Analysis of the error estimation of the partition wave direction
(
Figure 11a) reveals a pronounced sensitivity to alignment between the dominant wave direction and the direction of the satellite. This confirms the fundamental influence of wave propagation dynamics relative to the SAR flight azimuth, which imposes intrinsic constraints on the inversion accuracy, as previously described. The elevated importance of the ambiguity factor—ranked third among predictors—further highlights its critical role in modulating directional uncertainty, distinguishing this error metric from others.
Consistent with patterns observed in the estimation of other wave parameters, the energy ratio once again proves to be a principal driver, ranking as the second most important feature. The peak wave direction also contributes significantly, occupying the sixth position in the feature importance hierarchy, emphasizing its relevance in capturing directional variability.
In addition to the correlated statistical features derived from the SLC imagette (
Figure 11b), the model does not identify additional significant groups of features influencing
. This suggests that directional error arises from a more discrete set of physical and retrieval factors, underscoring the complex interplay between wave dynamics and SAR observation geometry. These insights pave the way for targeted improvements in SAR wave inversion methodologies with the potential to enhance the fidelity of directional retrieval under challenging environmental conditions.
6. Conclusions
This study proposes a novel methodology to improve the reliability of SAR-based ocean wave retrieval by introducing an advanced partition classification algorithm. Through the integration of machine learning and explainability techniques, the approach effectively mitigates persistent challenges in the interpretation of wave spectra, particularly those associated with system-induced distortions such as azimuth cut-off effects and MTF limitations.
Looking forward, the proposed QF classification framework holds promise in enabling a more systematic identification of error sources, especially those that recur under specific SAR observation conditions. Furthermore, it may serve as a foundation for targeted advancements in wave inversion methodologies, including the refinement of MTF models and the development of sophisticated filtering techniques to suppress non-wave signals.
What sets this work apart is not just the classification accuracy, but the intelligent selection of physically meaningful features that align with the behavior of ocean waves. This synergy between data-driven modeling and geophysical understanding enables a deeper insight into SAR performance under varying sea conditions. The model’s capacity to isolate the most reliable partitions creates opportunities for more targeted and confident use of SAR data in both scientific research and operational settings.

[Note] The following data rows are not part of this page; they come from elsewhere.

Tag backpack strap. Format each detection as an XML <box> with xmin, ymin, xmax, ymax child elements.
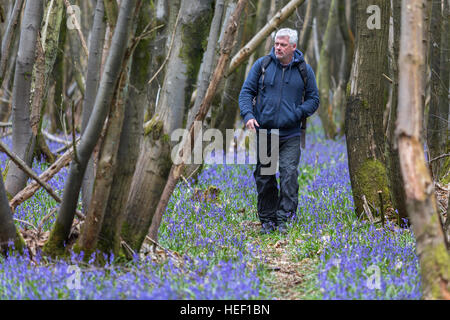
<box><xmin>253</xmin><ymin>55</ymin><xmax>272</xmax><ymax>106</ymax></box>
<box><xmin>297</xmin><ymin>60</ymin><xmax>308</xmax><ymax>149</ymax></box>
<box><xmin>260</xmin><ymin>56</ymin><xmax>272</xmax><ymax>90</ymax></box>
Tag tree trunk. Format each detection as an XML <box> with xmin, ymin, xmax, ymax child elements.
<box><xmin>43</xmin><ymin>0</ymin><xmax>136</xmax><ymax>256</ymax></box>
<box><xmin>211</xmin><ymin>0</ymin><xmax>250</xmax><ymax>146</ymax></box>
<box><xmin>0</xmin><ymin>170</ymin><xmax>25</xmax><ymax>254</ymax></box>
<box><xmin>396</xmin><ymin>0</ymin><xmax>450</xmax><ymax>299</ymax></box>
<box><xmin>0</xmin><ymin>0</ymin><xmax>23</xmax><ymax>87</ymax></box>
<box><xmin>185</xmin><ymin>0</ymin><xmax>225</xmax><ymax>181</ymax></box>
<box><xmin>30</xmin><ymin>0</ymin><xmax>64</xmax><ymax>163</ymax></box>
<box><xmin>385</xmin><ymin>1</ymin><xmax>407</xmax><ymax>225</ymax></box>
<box><xmin>345</xmin><ymin>0</ymin><xmax>390</xmax><ymax>216</ymax></box>
<box><xmin>81</xmin><ymin>1</ymin><xmax>106</xmax><ymax>212</ymax></box>
<box><xmin>225</xmin><ymin>0</ymin><xmax>305</xmax><ymax>77</ymax></box>
<box><xmin>149</xmin><ymin>0</ymin><xmax>246</xmax><ymax>239</ymax></box>
<box><xmin>122</xmin><ymin>0</ymin><xmax>212</xmax><ymax>251</ymax></box>
<box><xmin>74</xmin><ymin>68</ymin><xmax>128</xmax><ymax>259</ymax></box>
<box><xmin>427</xmin><ymin>1</ymin><xmax>448</xmax><ymax>181</ymax></box>
<box><xmin>144</xmin><ymin>0</ymin><xmax>171</xmax><ymax>121</ymax></box>
<box><xmin>5</xmin><ymin>0</ymin><xmax>42</xmax><ymax>196</ymax></box>
<box><xmin>317</xmin><ymin>0</ymin><xmax>339</xmax><ymax>139</ymax></box>
<box><xmin>48</xmin><ymin>10</ymin><xmax>67</xmax><ymax>133</ymax></box>
<box><xmin>97</xmin><ymin>4</ymin><xmax>154</xmax><ymax>255</ymax></box>
<box><xmin>333</xmin><ymin>0</ymin><xmax>355</xmax><ymax>135</ymax></box>
<box><xmin>298</xmin><ymin>1</ymin><xmax>317</xmax><ymax>55</ymax></box>
<box><xmin>253</xmin><ymin>0</ymin><xmax>272</xmax><ymax>58</ymax></box>
<box><xmin>438</xmin><ymin>1</ymin><xmax>450</xmax><ymax>184</ymax></box>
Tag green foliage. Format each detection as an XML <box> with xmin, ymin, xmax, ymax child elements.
<box><xmin>355</xmin><ymin>159</ymin><xmax>391</xmax><ymax>211</ymax></box>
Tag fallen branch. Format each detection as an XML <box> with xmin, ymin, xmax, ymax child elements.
<box><xmin>0</xmin><ymin>141</ymin><xmax>59</xmax><ymax>200</ymax></box>
<box><xmin>149</xmin><ymin>0</ymin><xmax>247</xmax><ymax>240</ymax></box>
<box><xmin>64</xmin><ymin>0</ymin><xmax>89</xmax><ymax>57</ymax></box>
<box><xmin>147</xmin><ymin>10</ymin><xmax>181</xmax><ymax>84</ymax></box>
<box><xmin>428</xmin><ymin>153</ymin><xmax>450</xmax><ymax>163</ymax></box>
<box><xmin>229</xmin><ymin>0</ymin><xmax>305</xmax><ymax>77</ymax></box>
<box><xmin>5</xmin><ymin>141</ymin><xmax>84</xmax><ymax>219</ymax></box>
<box><xmin>13</xmin><ymin>218</ymin><xmax>37</xmax><ymax>231</ymax></box>
<box><xmin>42</xmin><ymin>130</ymin><xmax>72</xmax><ymax>146</ymax></box>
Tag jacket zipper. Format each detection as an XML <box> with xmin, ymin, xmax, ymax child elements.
<box><xmin>275</xmin><ymin>67</ymin><xmax>286</xmax><ymax>129</ymax></box>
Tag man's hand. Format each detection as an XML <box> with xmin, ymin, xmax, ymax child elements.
<box><xmin>245</xmin><ymin>119</ymin><xmax>259</xmax><ymax>130</ymax></box>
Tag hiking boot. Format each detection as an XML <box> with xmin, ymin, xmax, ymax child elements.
<box><xmin>259</xmin><ymin>222</ymin><xmax>275</xmax><ymax>235</ymax></box>
<box><xmin>278</xmin><ymin>223</ymin><xmax>288</xmax><ymax>234</ymax></box>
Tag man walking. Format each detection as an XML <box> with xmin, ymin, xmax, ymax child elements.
<box><xmin>239</xmin><ymin>28</ymin><xmax>319</xmax><ymax>233</ymax></box>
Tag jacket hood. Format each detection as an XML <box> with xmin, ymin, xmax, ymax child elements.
<box><xmin>269</xmin><ymin>47</ymin><xmax>305</xmax><ymax>86</ymax></box>
<box><xmin>270</xmin><ymin>47</ymin><xmax>305</xmax><ymax>65</ymax></box>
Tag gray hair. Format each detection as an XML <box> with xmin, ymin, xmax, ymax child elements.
<box><xmin>275</xmin><ymin>28</ymin><xmax>298</xmax><ymax>44</ymax></box>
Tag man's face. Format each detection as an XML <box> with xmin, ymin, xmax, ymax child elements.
<box><xmin>274</xmin><ymin>36</ymin><xmax>297</xmax><ymax>62</ymax></box>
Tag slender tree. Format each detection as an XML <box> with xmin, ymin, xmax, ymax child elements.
<box><xmin>122</xmin><ymin>0</ymin><xmax>212</xmax><ymax>250</ymax></box>
<box><xmin>81</xmin><ymin>1</ymin><xmax>106</xmax><ymax>212</ymax></box>
<box><xmin>0</xmin><ymin>166</ymin><xmax>25</xmax><ymax>253</ymax></box>
<box><xmin>97</xmin><ymin>3</ymin><xmax>157</xmax><ymax>254</ymax></box>
<box><xmin>333</xmin><ymin>0</ymin><xmax>355</xmax><ymax>135</ymax></box>
<box><xmin>5</xmin><ymin>0</ymin><xmax>43</xmax><ymax>196</ymax></box>
<box><xmin>0</xmin><ymin>0</ymin><xmax>24</xmax><ymax>86</ymax></box>
<box><xmin>44</xmin><ymin>0</ymin><xmax>136</xmax><ymax>255</ymax></box>
<box><xmin>427</xmin><ymin>1</ymin><xmax>448</xmax><ymax>180</ymax></box>
<box><xmin>149</xmin><ymin>0</ymin><xmax>247</xmax><ymax>239</ymax></box>
<box><xmin>317</xmin><ymin>0</ymin><xmax>339</xmax><ymax>139</ymax></box>
<box><xmin>385</xmin><ymin>1</ymin><xmax>407</xmax><ymax>225</ymax></box>
<box><xmin>396</xmin><ymin>0</ymin><xmax>450</xmax><ymax>299</ymax></box>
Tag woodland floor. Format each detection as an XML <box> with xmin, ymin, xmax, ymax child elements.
<box><xmin>0</xmin><ymin>116</ymin><xmax>448</xmax><ymax>300</ymax></box>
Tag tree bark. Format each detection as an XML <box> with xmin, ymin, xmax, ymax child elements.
<box><xmin>43</xmin><ymin>0</ymin><xmax>136</xmax><ymax>256</ymax></box>
<box><xmin>149</xmin><ymin>0</ymin><xmax>246</xmax><ymax>240</ymax></box>
<box><xmin>97</xmin><ymin>3</ymin><xmax>154</xmax><ymax>255</ymax></box>
<box><xmin>0</xmin><ymin>0</ymin><xmax>23</xmax><ymax>87</ymax></box>
<box><xmin>0</xmin><ymin>170</ymin><xmax>25</xmax><ymax>254</ymax></box>
<box><xmin>427</xmin><ymin>1</ymin><xmax>448</xmax><ymax>181</ymax></box>
<box><xmin>298</xmin><ymin>1</ymin><xmax>317</xmax><ymax>55</ymax></box>
<box><xmin>345</xmin><ymin>0</ymin><xmax>390</xmax><ymax>216</ymax></box>
<box><xmin>5</xmin><ymin>0</ymin><xmax>42</xmax><ymax>196</ymax></box>
<box><xmin>396</xmin><ymin>0</ymin><xmax>450</xmax><ymax>299</ymax></box>
<box><xmin>144</xmin><ymin>0</ymin><xmax>172</xmax><ymax>122</ymax></box>
<box><xmin>317</xmin><ymin>0</ymin><xmax>339</xmax><ymax>139</ymax></box>
<box><xmin>385</xmin><ymin>1</ymin><xmax>407</xmax><ymax>225</ymax></box>
<box><xmin>122</xmin><ymin>0</ymin><xmax>212</xmax><ymax>251</ymax></box>
<box><xmin>81</xmin><ymin>1</ymin><xmax>106</xmax><ymax>212</ymax></box>
<box><xmin>333</xmin><ymin>0</ymin><xmax>355</xmax><ymax>135</ymax></box>
<box><xmin>9</xmin><ymin>148</ymin><xmax>73</xmax><ymax>210</ymax></box>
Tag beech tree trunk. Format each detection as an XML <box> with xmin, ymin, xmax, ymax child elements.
<box><xmin>97</xmin><ymin>4</ymin><xmax>154</xmax><ymax>255</ymax></box>
<box><xmin>396</xmin><ymin>0</ymin><xmax>450</xmax><ymax>299</ymax></box>
<box><xmin>345</xmin><ymin>0</ymin><xmax>390</xmax><ymax>216</ymax></box>
<box><xmin>317</xmin><ymin>0</ymin><xmax>339</xmax><ymax>139</ymax></box>
<box><xmin>81</xmin><ymin>1</ymin><xmax>106</xmax><ymax>212</ymax></box>
<box><xmin>0</xmin><ymin>0</ymin><xmax>23</xmax><ymax>87</ymax></box>
<box><xmin>149</xmin><ymin>0</ymin><xmax>247</xmax><ymax>239</ymax></box>
<box><xmin>122</xmin><ymin>0</ymin><xmax>212</xmax><ymax>251</ymax></box>
<box><xmin>0</xmin><ymin>170</ymin><xmax>25</xmax><ymax>254</ymax></box>
<box><xmin>5</xmin><ymin>0</ymin><xmax>42</xmax><ymax>197</ymax></box>
<box><xmin>43</xmin><ymin>0</ymin><xmax>136</xmax><ymax>256</ymax></box>
<box><xmin>333</xmin><ymin>0</ymin><xmax>355</xmax><ymax>135</ymax></box>
<box><xmin>298</xmin><ymin>1</ymin><xmax>317</xmax><ymax>55</ymax></box>
<box><xmin>385</xmin><ymin>1</ymin><xmax>407</xmax><ymax>225</ymax></box>
<box><xmin>427</xmin><ymin>1</ymin><xmax>449</xmax><ymax>180</ymax></box>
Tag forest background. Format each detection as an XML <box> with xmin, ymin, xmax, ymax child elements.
<box><xmin>0</xmin><ymin>0</ymin><xmax>450</xmax><ymax>299</ymax></box>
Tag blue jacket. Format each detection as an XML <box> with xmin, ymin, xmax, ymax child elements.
<box><xmin>239</xmin><ymin>48</ymin><xmax>319</xmax><ymax>137</ymax></box>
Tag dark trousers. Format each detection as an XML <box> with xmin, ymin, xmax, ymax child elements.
<box><xmin>253</xmin><ymin>134</ymin><xmax>301</xmax><ymax>226</ymax></box>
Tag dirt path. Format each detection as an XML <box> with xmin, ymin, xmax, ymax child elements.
<box><xmin>243</xmin><ymin>221</ymin><xmax>319</xmax><ymax>300</ymax></box>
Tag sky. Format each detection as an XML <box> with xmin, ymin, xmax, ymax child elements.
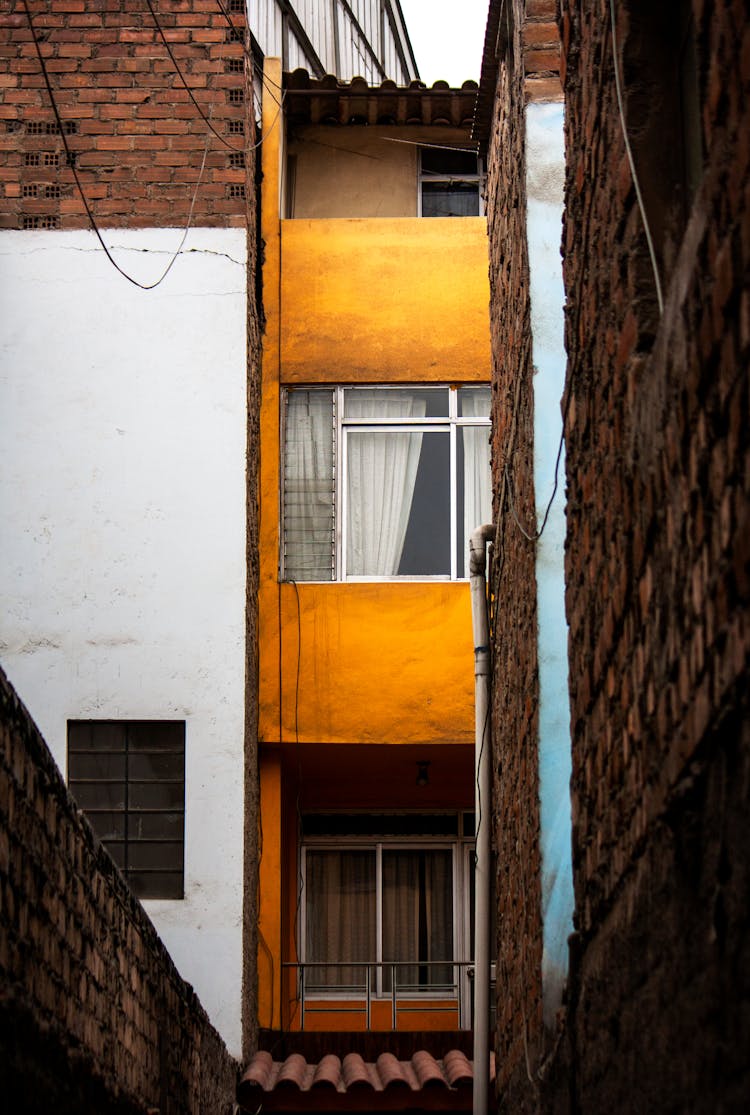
<box><xmin>394</xmin><ymin>0</ymin><xmax>489</xmax><ymax>87</ymax></box>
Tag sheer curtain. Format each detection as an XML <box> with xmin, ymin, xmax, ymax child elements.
<box><xmin>459</xmin><ymin>388</ymin><xmax>493</xmax><ymax>568</ymax></box>
<box><xmin>284</xmin><ymin>390</ymin><xmax>334</xmax><ymax>581</ymax></box>
<box><xmin>305</xmin><ymin>851</ymin><xmax>377</xmax><ymax>990</ymax></box>
<box><xmin>382</xmin><ymin>851</ymin><xmax>454</xmax><ymax>990</ymax></box>
<box><xmin>347</xmin><ymin>390</ymin><xmax>426</xmax><ymax>576</ymax></box>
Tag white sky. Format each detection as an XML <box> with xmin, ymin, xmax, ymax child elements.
<box><xmin>394</xmin><ymin>0</ymin><xmax>489</xmax><ymax>87</ymax></box>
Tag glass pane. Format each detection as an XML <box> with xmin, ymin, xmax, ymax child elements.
<box><xmin>68</xmin><ymin>720</ymin><xmax>127</xmax><ymax>752</ymax></box>
<box><xmin>305</xmin><ymin>851</ymin><xmax>376</xmax><ymax>991</ymax></box>
<box><xmin>458</xmin><ymin>387</ymin><xmax>493</xmax><ymax>418</ymax></box>
<box><xmin>343</xmin><ymin>387</ymin><xmax>448</xmax><ymax>421</ymax></box>
<box><xmin>128</xmin><ymin>813</ymin><xmax>184</xmax><ymax>840</ymax></box>
<box><xmin>456</xmin><ymin>426</ymin><xmax>493</xmax><ymax>576</ymax></box>
<box><xmin>70</xmin><ymin>779</ymin><xmax>125</xmax><ymax>811</ymax></box>
<box><xmin>105</xmin><ymin>840</ymin><xmax>125</xmax><ymax>871</ymax></box>
<box><xmin>382</xmin><ymin>849</ymin><xmax>454</xmax><ymax>995</ymax></box>
<box><xmin>284</xmin><ymin>390</ymin><xmax>335</xmax><ymax>581</ymax></box>
<box><xmin>125</xmin><ymin>871</ymin><xmax>184</xmax><ymax>899</ymax></box>
<box><xmin>128</xmin><ymin>720</ymin><xmax>185</xmax><ymax>752</ymax></box>
<box><xmin>422</xmin><ymin>182</ymin><xmax>479</xmax><ymax>216</ymax></box>
<box><xmin>128</xmin><ymin>752</ymin><xmax>185</xmax><ymax>779</ymax></box>
<box><xmin>128</xmin><ymin>781</ymin><xmax>185</xmax><ymax>811</ymax></box>
<box><xmin>68</xmin><ymin>752</ymin><xmax>125</xmax><ymax>782</ymax></box>
<box><xmin>86</xmin><ymin>809</ymin><xmax>125</xmax><ymax>842</ymax></box>
<box><xmin>347</xmin><ymin>428</ymin><xmax>450</xmax><ymax>576</ymax></box>
<box><xmin>419</xmin><ymin>147</ymin><xmax>478</xmax><ymax>178</ymax></box>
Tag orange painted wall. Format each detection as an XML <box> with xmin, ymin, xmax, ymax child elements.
<box><xmin>281</xmin><ymin>217</ymin><xmax>490</xmax><ymax>384</ymax></box>
<box><xmin>259</xmin><ymin>59</ymin><xmax>490</xmax><ymax>1027</ymax></box>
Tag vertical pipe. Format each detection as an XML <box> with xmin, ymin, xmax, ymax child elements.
<box><xmin>469</xmin><ymin>524</ymin><xmax>495</xmax><ymax>1115</ymax></box>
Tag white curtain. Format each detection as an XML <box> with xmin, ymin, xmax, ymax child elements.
<box><xmin>347</xmin><ymin>390</ymin><xmax>426</xmax><ymax>576</ymax></box>
<box><xmin>305</xmin><ymin>851</ymin><xmax>376</xmax><ymax>990</ymax></box>
<box><xmin>284</xmin><ymin>390</ymin><xmax>333</xmax><ymax>581</ymax></box>
<box><xmin>382</xmin><ymin>851</ymin><xmax>454</xmax><ymax>990</ymax></box>
<box><xmin>460</xmin><ymin>388</ymin><xmax>493</xmax><ymax>568</ymax></box>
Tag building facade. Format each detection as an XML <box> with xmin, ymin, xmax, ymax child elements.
<box><xmin>0</xmin><ymin>2</ymin><xmax>259</xmax><ymax>1056</ymax></box>
<box><xmin>259</xmin><ymin>61</ymin><xmax>490</xmax><ymax>1056</ymax></box>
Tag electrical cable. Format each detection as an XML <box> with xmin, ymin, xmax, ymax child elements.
<box><xmin>146</xmin><ymin>0</ymin><xmax>245</xmax><ymax>152</ymax></box>
<box><xmin>610</xmin><ymin>0</ymin><xmax>664</xmax><ymax>314</ymax></box>
<box><xmin>22</xmin><ymin>0</ymin><xmax>285</xmax><ymax>290</ymax></box>
<box><xmin>22</xmin><ymin>0</ymin><xmax>230</xmax><ymax>290</ymax></box>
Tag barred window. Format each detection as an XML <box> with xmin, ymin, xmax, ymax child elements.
<box><xmin>68</xmin><ymin>720</ymin><xmax>185</xmax><ymax>899</ymax></box>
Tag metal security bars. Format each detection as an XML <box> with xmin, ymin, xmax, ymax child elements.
<box><xmin>68</xmin><ymin>720</ymin><xmax>185</xmax><ymax>899</ymax></box>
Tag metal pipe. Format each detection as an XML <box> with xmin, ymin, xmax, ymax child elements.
<box><xmin>469</xmin><ymin>524</ymin><xmax>495</xmax><ymax>1115</ymax></box>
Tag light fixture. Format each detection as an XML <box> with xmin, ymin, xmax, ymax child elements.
<box><xmin>417</xmin><ymin>759</ymin><xmax>430</xmax><ymax>786</ymax></box>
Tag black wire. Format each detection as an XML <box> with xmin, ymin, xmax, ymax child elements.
<box><xmin>290</xmin><ymin>581</ymin><xmax>302</xmax><ymax>744</ymax></box>
<box><xmin>146</xmin><ymin>0</ymin><xmax>245</xmax><ymax>152</ymax></box>
<box><xmin>22</xmin><ymin>0</ymin><xmax>177</xmax><ymax>290</ymax></box>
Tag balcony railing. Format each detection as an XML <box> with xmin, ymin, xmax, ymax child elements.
<box><xmin>283</xmin><ymin>960</ymin><xmax>485</xmax><ymax>1030</ymax></box>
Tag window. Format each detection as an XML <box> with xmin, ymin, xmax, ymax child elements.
<box><xmin>301</xmin><ymin>814</ymin><xmax>474</xmax><ymax>995</ymax></box>
<box><xmin>282</xmin><ymin>387</ymin><xmax>491</xmax><ymax>581</ymax></box>
<box><xmin>68</xmin><ymin>720</ymin><xmax>185</xmax><ymax>899</ymax></box>
<box><xmin>419</xmin><ymin>147</ymin><xmax>481</xmax><ymax>216</ymax></box>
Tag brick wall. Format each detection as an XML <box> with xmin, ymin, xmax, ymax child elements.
<box><xmin>483</xmin><ymin>2</ymin><xmax>542</xmax><ymax>1112</ymax></box>
<box><xmin>557</xmin><ymin>0</ymin><xmax>750</xmax><ymax>1115</ymax></box>
<box><xmin>0</xmin><ymin>0</ymin><xmax>253</xmax><ymax>229</ymax></box>
<box><xmin>0</xmin><ymin>672</ymin><xmax>237</xmax><ymax>1115</ymax></box>
<box><xmin>475</xmin><ymin>0</ymin><xmax>562</xmax><ymax>1115</ymax></box>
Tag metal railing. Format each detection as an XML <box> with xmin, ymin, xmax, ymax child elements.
<box><xmin>282</xmin><ymin>960</ymin><xmax>474</xmax><ymax>1030</ymax></box>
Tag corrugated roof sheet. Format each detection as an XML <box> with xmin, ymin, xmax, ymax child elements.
<box><xmin>237</xmin><ymin>1049</ymin><xmax>495</xmax><ymax>1113</ymax></box>
<box><xmin>284</xmin><ymin>70</ymin><xmax>478</xmax><ymax>127</ymax></box>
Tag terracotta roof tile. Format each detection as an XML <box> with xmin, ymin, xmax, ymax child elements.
<box><xmin>283</xmin><ymin>69</ymin><xmax>478</xmax><ymax>127</ymax></box>
<box><xmin>237</xmin><ymin>1049</ymin><xmax>495</xmax><ymax>1113</ymax></box>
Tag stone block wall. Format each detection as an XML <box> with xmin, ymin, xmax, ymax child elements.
<box><xmin>0</xmin><ymin>672</ymin><xmax>237</xmax><ymax>1115</ymax></box>
<box><xmin>0</xmin><ymin>0</ymin><xmax>254</xmax><ymax>230</ymax></box>
<box><xmin>553</xmin><ymin>0</ymin><xmax>750</xmax><ymax>1115</ymax></box>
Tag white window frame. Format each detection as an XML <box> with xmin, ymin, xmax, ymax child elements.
<box><xmin>280</xmin><ymin>382</ymin><xmax>490</xmax><ymax>584</ymax></box>
<box><xmin>417</xmin><ymin>145</ymin><xmax>485</xmax><ymax>221</ymax></box>
<box><xmin>296</xmin><ymin>829</ymin><xmax>475</xmax><ymax>1002</ymax></box>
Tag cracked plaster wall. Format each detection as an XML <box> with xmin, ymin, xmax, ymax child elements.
<box><xmin>0</xmin><ymin>229</ymin><xmax>247</xmax><ymax>1055</ymax></box>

Beyond technical contributions, the integration of interpretability adds a valuable layer of transparency. Rather than treating the algorithm as a black box, the use of SHAP-based analysis illuminates the factors influencing each decision, allowing users to validate outcomes and potentially refine the input data or retrieval strategies.
In a broader sense, this work contributes to a growing effort in Earth observation to make remote sensing tools not only more accurate but also more accountable and accessible. The proposed method offers a foundation upon which future SAR-based systems can be built: systems that are capable of adapting to complex marine environments while providing clear, interpretable results. As ocean monitoring becomes increasingly vital in the context of climate change and maritime activity, such tools will be essential for both research and real-world applications.